Chosen Kin: Making Our Loyalties
Chosen Kin: Making Our Loyalties
Miss Major, Mai’a Williams and Claricia Revlon engage in an exploratory conversation ranging over questions of revolutionary motherhood and queer kinship.
ReadHow can we envision and create communities anew, based on principles of love that knows the circumstantial power of sacrifice but is also resolute in its resistance to oppression…that respects individual autonomy whilst seeking to meet fuller collective needs? What can larger revolutionary movements learn from practices of motherhood? How do communities formed under the duress of violent othering and the joy of solidarity – such as ballroom culture, black diasporas, trans support and advocacy groups, zapatistas – reform bonds of kinship?
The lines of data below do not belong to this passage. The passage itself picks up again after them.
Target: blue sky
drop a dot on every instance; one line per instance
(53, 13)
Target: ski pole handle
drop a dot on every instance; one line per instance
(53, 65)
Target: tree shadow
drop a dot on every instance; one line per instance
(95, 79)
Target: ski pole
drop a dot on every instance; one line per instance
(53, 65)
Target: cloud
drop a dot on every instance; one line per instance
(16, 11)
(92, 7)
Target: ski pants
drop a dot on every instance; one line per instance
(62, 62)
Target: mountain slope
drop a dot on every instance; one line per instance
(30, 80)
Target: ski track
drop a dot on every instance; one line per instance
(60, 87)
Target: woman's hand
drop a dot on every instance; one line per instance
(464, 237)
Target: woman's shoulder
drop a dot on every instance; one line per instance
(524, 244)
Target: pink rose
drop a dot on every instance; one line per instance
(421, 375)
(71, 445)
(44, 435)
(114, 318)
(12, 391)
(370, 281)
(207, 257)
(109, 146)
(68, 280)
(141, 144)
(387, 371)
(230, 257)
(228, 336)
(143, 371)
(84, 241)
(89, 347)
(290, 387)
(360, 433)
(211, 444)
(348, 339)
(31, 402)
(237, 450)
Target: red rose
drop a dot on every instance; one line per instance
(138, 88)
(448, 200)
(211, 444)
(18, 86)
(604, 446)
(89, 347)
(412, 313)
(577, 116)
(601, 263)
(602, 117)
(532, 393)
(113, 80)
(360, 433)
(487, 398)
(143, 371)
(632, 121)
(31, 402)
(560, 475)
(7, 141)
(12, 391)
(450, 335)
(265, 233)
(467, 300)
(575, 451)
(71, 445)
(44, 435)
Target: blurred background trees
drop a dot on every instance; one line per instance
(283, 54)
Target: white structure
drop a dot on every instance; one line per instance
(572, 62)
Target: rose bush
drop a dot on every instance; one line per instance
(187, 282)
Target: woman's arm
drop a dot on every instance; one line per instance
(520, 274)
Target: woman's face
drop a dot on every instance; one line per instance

Mai’a Williams is a US based writer, poet and mother who has long term involvement in international solidarity movements, community organising and revolutionary journalism in Ecuador, Venezuela, Egypt, Palestine, the Democratic Republic of Congo and the Chiapas, Mexico. She initiated the Outlaw Midwives movement and has written extensively on revolutionary motherhood.
Miss Major is a renowned trans elder from the US, famous for her community organising; marked by her key role in the Transgender Gender Variant Intersex Justice Project, participation in the stonewall riots, defiance of the prison industrial complex and standing up for sex workers. “That’s how it started. Since no one was going to do it for us, we had to do it for ourselves.”
Claricia Revlon is a performance artist, producer, and community organiser. They have a background facilitating within LGBTQ+ arts and youth projects, and are founding director of ID.Y CIC, a queer trans black and people of colour-focussed artist support cohort. They are co-founder, mother and lead organiser of Vogue Scotland platform initially founded by Mother Kehlani 007 (then Revlon) in 2016 supporting and connecting QTIPOC, trans and queer individuals with the underground ballroom community.